Note de bas de page (1):

« Firmen engagieren Gesichtsleser. Mit dem richtigen Gesicht zum neuen Job », article publié le 17.10.2020 dans le journal SonntagsZeitung

Se rendre étrangère à soi-même

Si avec le port du masque, l’humanité perd la face, quoi de mieux pour se rendre étrangère à soi-même ? Après mes trois heures de discussion avec Christian Meuwly, photographe portraitiste, ma tête tourne, ivre d’informations, de thés froids et d’une tranche de gâteau au chocolat. Marchant sous la pluie dehors, je vois Dionysos avec ses Ménades et ses Satyres s’échapper du cadre, sortir de leur fresque, me courir après et sauter dans le tram avec moi. Parvenant à gagner une place assise, je sens alors une étrange atmosphère m’envelopper, un je-ne-sais-quoi d’inhabituel dans le regard des autres. Voient-ils Dionysos pourtant invisible à l’œil nu ? Je tourne mes yeux vers Dionysos qui, sourire en coin, souffle à mon oreille :

« Pourquoi regardes-tu ma nudité ? Nas-tu pas vu la tienne ? »

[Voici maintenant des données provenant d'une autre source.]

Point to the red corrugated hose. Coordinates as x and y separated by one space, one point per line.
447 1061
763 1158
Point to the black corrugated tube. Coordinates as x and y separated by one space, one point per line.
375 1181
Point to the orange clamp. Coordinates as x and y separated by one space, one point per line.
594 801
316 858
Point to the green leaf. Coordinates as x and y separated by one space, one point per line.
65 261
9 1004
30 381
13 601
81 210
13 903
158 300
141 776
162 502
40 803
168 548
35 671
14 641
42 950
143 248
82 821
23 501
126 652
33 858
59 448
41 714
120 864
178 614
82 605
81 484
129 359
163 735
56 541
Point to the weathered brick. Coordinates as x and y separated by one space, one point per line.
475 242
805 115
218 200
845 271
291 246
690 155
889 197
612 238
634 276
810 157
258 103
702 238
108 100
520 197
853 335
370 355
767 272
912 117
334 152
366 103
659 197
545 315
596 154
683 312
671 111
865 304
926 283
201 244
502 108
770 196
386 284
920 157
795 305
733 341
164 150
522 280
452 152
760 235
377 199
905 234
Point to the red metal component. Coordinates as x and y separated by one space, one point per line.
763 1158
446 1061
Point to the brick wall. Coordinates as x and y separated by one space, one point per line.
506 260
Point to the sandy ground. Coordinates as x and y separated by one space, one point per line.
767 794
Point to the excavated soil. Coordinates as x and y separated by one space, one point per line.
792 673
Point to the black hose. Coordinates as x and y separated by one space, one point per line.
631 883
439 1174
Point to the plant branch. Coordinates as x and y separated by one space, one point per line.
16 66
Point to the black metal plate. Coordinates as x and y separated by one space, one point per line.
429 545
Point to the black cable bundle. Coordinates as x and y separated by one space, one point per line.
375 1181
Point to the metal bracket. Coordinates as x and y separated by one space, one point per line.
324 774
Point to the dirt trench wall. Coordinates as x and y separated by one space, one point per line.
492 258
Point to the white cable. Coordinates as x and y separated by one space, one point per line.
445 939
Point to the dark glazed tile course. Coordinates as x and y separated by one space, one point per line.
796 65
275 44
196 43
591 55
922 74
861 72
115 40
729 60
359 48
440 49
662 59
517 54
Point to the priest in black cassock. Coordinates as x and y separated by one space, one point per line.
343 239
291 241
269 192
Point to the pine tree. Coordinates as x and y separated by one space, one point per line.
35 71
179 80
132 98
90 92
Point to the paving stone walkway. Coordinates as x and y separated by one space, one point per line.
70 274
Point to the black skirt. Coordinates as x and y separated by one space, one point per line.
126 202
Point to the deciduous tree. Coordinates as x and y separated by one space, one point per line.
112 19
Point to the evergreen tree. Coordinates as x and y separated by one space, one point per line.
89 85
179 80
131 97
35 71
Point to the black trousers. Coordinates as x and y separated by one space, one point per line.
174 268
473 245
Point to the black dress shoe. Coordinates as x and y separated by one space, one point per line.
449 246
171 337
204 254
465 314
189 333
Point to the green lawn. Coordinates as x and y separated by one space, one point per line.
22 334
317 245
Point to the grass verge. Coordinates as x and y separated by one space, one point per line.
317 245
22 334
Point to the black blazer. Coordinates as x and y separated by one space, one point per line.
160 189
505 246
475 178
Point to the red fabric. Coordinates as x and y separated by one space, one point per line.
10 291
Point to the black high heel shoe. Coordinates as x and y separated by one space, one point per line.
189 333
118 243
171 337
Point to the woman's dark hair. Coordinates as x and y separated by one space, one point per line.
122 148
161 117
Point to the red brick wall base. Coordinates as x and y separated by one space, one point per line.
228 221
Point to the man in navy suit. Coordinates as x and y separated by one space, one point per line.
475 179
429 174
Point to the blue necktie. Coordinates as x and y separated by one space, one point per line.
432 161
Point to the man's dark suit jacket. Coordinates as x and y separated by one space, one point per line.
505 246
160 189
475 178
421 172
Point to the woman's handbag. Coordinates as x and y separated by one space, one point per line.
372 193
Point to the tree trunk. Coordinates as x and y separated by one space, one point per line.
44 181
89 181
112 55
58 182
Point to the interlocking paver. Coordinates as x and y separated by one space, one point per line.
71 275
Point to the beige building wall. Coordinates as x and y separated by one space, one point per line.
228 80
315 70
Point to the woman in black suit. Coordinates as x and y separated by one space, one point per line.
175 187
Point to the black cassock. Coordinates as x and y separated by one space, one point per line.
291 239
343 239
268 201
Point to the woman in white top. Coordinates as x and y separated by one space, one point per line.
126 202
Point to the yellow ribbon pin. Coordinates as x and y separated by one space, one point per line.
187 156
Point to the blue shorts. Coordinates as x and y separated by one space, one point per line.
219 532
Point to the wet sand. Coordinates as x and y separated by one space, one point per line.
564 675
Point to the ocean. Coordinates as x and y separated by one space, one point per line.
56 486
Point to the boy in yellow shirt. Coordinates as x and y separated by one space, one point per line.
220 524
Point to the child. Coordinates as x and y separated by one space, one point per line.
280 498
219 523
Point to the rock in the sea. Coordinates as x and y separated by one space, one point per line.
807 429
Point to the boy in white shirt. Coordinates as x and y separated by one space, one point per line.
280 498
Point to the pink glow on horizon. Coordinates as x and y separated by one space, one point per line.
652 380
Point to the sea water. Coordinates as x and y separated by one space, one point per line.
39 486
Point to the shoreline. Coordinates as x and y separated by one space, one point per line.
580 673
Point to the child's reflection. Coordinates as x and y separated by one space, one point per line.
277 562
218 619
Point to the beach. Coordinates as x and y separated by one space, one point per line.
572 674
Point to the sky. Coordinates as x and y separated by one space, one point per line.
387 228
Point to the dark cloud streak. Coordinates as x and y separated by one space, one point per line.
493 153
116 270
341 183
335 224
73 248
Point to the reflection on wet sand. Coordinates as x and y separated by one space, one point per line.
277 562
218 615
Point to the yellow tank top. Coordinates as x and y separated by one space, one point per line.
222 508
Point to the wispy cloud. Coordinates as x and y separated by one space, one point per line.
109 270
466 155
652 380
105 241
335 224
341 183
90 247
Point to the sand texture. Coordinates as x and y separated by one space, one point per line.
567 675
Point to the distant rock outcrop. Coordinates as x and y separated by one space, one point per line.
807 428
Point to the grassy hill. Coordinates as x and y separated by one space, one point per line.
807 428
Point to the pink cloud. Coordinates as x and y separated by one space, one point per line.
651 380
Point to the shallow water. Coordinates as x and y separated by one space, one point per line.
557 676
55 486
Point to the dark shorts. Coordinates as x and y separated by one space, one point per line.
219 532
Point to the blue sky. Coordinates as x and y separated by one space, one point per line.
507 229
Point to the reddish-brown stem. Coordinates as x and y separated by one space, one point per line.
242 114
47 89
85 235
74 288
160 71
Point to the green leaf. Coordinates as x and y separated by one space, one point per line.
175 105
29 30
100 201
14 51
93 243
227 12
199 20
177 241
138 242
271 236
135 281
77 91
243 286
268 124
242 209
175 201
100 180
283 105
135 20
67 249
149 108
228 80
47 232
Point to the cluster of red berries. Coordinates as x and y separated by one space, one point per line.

Et là. Tout à coup. Je me réveille. Je touche ma joue et m’aperçois que j’ai complètement oublié de mettre le masque ! En l’espace de quelques minutes je deviens « l’Autre », celle qui n’est pas comme tout le monde. Mais simultanément, la brume des regards se dissipe et une immense sensation de liberté s’empare de moi. Une liberté qui n’est pas celle de faire ce que je veux, mais celle me délivrant de la peur du regard des autres. Sans panique à bord, je prends alors mon masque pour tranquillement le placer sur ma face. Mais Dionysos se met à rire et me lance :

« Même sans masque, vous les humains, votre visage est un masque »

Alors je lui réponds :

« Dionysos, pardonne-moi mon impertinence, mais tu es complètement hors sujet. Ici, il est question de se protéger contre un virus et cela n’a rien à voir avec une histoire d’authenticité ! »

Malgré son délire, Dionysos poursuit :

« Détrompe-toi, l’authenticité est mère de toutes les sûretés. Grâce à mon vin, vous dévoilez certaines de vos vérités. Je ne parle pas ici de mettre ou de ne pas mettre un masque, mais plutôt de tout ce que vous cachez, vos petits secrets, vos mesquineries et contrefaçons, vos jeux de pouvoirs et j’en passe. Vous les humains, vous calculez un ou deux coups sur votre échiquier, quand nous les Dieux nous en avons déjà cent d’avance sur vous. Vous avez l’art de saucissonner la réalité, car trop complexe (et ce n’est pas la faute à Descartes !). Avec plus d’authenticité, vous seriez prêts à affronter vos manques et vos ressources, vous trouveriez une meilleure manière de cohabiter les uns avec les autres et vous seriez plus enclins à combattre ce virus. Avec moins de conflits et de concurrences déloyales – qui doivent bien vous faire perdre plus de 50% de votre énergie vitale et intellectuelle – votre volonté serait, par exemple, portée vers la création d’emplois utiles, une technologie visant le progrès et la protection de la biodiversité. Cette dernière est d’ailleurs un rempart contre certains dérèglements se répercutant, entre autres, sur la chaîne alimentaire et pouvant favoriser la prolifération de certaines maladies ou virus… Mais bon, voilà je ne suis qu’un Dieu et pas médecin, qui m’écoutera ? »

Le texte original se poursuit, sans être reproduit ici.